Li et al. [6] proposes MHUI algorithm, which discovers high utility itemsets in a specific sliding window. MHUI takes use of BITvector or TIDlist to store the transaction IDs in which each item is contained to avoid repeatedly scanning the database. MHUI stores length 2 HTWU itemsets in the structure LexTree-2HTU (Lexicographical Tree with 2-HTU itemset). When the transactions are added or deleted, MHUI generates all the length 2 itemsets from the added or deleted transactions and updates the structure LexTree-2HTU. MHUI uses level-wise method to generate all the HTWU itemsets from the length 2 HTWU itemsets, and re-sacan the database to find high utility itmesets.

Ahmed et al. [3] proposes a tree structure IHUP to stores the utility for each transaction and divides IHUP into three types according the order of the items which appear in the tree nodes: IHUPL, IHUPTF and IHUPTWU-. When a transaction is added, IHUPL stores each item of the transaction in the tree node according to the alphabetic order, but IHUPTF and IHUPTWU need to adjust the tree nodes to make sure that the items of each transaction are ordered by support and twu, respectively. IHUP needs to spend a large amount of memory space to store the whole database in a tree structure and applies FP-Growth algorithm [5] to repeatedly generate subtree structure. Finally, IHUP still needs to rescan the whole database to calculate the utility for each HTWU itmesets and generate high utility itemsets .
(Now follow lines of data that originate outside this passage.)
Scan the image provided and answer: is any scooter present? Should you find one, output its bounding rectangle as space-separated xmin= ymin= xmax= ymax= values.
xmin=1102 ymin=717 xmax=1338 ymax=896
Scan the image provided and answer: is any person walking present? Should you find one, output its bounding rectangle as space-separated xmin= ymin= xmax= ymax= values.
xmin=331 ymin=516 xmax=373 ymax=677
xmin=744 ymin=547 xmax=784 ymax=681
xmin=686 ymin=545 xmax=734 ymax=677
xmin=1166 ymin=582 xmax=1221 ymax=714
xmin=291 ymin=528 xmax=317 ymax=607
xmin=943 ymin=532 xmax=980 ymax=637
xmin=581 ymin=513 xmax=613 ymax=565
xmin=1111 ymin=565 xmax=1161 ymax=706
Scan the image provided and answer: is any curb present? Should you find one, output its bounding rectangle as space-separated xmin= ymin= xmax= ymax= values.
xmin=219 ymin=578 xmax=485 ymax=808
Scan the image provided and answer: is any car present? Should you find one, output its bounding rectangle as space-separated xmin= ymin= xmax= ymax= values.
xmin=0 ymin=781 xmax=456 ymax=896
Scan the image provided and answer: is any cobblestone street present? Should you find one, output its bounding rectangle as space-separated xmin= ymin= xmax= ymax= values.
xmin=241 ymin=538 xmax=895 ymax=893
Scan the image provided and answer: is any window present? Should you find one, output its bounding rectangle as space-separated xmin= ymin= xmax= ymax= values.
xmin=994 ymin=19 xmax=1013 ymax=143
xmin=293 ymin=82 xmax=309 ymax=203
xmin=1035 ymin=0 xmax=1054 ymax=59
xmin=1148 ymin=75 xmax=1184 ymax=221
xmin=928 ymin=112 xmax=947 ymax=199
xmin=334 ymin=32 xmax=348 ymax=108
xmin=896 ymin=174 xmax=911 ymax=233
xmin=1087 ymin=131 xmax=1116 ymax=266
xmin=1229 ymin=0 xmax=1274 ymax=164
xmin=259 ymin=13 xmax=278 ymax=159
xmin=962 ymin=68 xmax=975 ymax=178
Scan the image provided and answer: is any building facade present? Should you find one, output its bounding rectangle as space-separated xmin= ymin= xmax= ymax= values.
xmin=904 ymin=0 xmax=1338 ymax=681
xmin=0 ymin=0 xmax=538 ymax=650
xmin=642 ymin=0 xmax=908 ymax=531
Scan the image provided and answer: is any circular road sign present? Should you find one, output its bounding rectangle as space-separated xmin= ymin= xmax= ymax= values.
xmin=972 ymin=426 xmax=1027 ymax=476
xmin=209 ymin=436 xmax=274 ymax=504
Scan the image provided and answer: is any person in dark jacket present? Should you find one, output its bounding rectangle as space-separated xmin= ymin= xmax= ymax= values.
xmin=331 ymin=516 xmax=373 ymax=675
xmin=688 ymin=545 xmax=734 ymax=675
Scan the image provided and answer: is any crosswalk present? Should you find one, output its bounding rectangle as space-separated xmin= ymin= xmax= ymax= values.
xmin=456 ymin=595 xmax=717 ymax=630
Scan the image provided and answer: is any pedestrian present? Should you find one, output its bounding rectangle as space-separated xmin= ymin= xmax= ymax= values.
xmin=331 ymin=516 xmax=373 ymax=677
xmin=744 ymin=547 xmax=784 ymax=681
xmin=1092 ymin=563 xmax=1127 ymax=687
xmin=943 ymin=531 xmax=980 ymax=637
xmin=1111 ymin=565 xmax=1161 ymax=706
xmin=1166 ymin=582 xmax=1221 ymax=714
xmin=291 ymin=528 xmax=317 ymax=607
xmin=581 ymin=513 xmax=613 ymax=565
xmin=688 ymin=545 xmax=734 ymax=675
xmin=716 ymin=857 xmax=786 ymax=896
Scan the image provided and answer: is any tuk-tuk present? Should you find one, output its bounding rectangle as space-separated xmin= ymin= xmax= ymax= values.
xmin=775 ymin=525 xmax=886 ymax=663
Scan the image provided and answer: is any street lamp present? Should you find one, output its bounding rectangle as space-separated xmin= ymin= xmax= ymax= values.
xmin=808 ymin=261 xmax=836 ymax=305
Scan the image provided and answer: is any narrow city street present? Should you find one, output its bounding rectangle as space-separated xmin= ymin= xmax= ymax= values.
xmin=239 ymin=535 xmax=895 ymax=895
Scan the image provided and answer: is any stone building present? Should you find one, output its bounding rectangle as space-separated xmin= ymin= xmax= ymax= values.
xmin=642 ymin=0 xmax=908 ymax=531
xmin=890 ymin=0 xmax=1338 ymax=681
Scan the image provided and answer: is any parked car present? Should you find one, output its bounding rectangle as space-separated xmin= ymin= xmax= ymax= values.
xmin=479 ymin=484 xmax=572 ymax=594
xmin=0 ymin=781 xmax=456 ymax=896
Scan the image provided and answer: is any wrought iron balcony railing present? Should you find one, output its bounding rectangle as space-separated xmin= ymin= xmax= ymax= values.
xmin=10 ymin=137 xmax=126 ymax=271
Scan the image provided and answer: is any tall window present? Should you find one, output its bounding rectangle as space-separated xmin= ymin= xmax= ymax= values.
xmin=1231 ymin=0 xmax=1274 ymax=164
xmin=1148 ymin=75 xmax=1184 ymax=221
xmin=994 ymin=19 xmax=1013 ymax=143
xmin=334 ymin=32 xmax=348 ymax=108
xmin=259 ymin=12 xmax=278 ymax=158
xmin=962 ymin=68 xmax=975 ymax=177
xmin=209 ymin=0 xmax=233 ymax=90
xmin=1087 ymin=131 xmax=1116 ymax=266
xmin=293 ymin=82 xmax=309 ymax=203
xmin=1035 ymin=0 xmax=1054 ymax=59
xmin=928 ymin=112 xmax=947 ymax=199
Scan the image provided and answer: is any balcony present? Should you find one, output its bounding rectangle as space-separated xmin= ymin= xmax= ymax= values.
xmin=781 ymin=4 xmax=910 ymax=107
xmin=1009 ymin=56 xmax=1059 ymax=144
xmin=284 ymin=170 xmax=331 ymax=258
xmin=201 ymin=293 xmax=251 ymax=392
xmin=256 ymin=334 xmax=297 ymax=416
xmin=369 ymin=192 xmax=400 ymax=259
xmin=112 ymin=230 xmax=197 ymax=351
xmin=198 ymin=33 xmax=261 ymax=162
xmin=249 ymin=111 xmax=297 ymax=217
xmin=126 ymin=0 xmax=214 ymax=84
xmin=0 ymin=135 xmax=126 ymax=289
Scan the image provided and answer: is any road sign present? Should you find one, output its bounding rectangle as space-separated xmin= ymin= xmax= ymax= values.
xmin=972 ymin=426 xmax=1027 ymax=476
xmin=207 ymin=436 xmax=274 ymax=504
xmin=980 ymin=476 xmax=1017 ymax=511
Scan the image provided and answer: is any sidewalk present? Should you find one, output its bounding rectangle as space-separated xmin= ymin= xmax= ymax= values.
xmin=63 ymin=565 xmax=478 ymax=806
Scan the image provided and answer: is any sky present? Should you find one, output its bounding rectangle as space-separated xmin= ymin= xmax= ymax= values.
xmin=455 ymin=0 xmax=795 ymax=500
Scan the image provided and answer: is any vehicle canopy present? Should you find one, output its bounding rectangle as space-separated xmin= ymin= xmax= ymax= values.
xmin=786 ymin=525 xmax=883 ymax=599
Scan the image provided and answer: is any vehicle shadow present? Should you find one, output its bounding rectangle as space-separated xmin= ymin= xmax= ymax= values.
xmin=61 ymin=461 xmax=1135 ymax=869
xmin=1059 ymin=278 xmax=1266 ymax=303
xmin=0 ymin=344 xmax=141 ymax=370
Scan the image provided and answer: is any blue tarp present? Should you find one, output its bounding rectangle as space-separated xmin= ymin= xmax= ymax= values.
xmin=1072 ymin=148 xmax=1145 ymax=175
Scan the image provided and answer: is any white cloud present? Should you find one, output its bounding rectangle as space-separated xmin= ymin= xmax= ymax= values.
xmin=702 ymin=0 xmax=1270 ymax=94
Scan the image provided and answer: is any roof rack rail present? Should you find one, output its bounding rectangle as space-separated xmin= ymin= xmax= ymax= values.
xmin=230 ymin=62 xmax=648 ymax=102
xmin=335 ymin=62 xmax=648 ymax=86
Yun and Ryang proposes HUPID-Growth algorithm [19] and SHU-Grow algorithm [13], respectively. HUPID-Growth scans the database once to construct HUPID-Tree and TIList and adjust the order of the items in the tree nodes to reduce the over-estimated value of the utility for each node in a path, that is to reduce the over-estimated utility for each itemsets. SHU-Grow uses the tree structure IHUP and stores the accumulated utility for each node when a set of transactions are added. SHU-Grow applies the strategies of UP-Growth algorithm [16] to reduce the over-estimated utility and the number of the candidate high utility itemsets. UPID-Growth and SHU-Grow still apply FP-Growth algorithm to find HTWU itemsets and search for high utility itemsets from a large number of candidate high utility itemsets.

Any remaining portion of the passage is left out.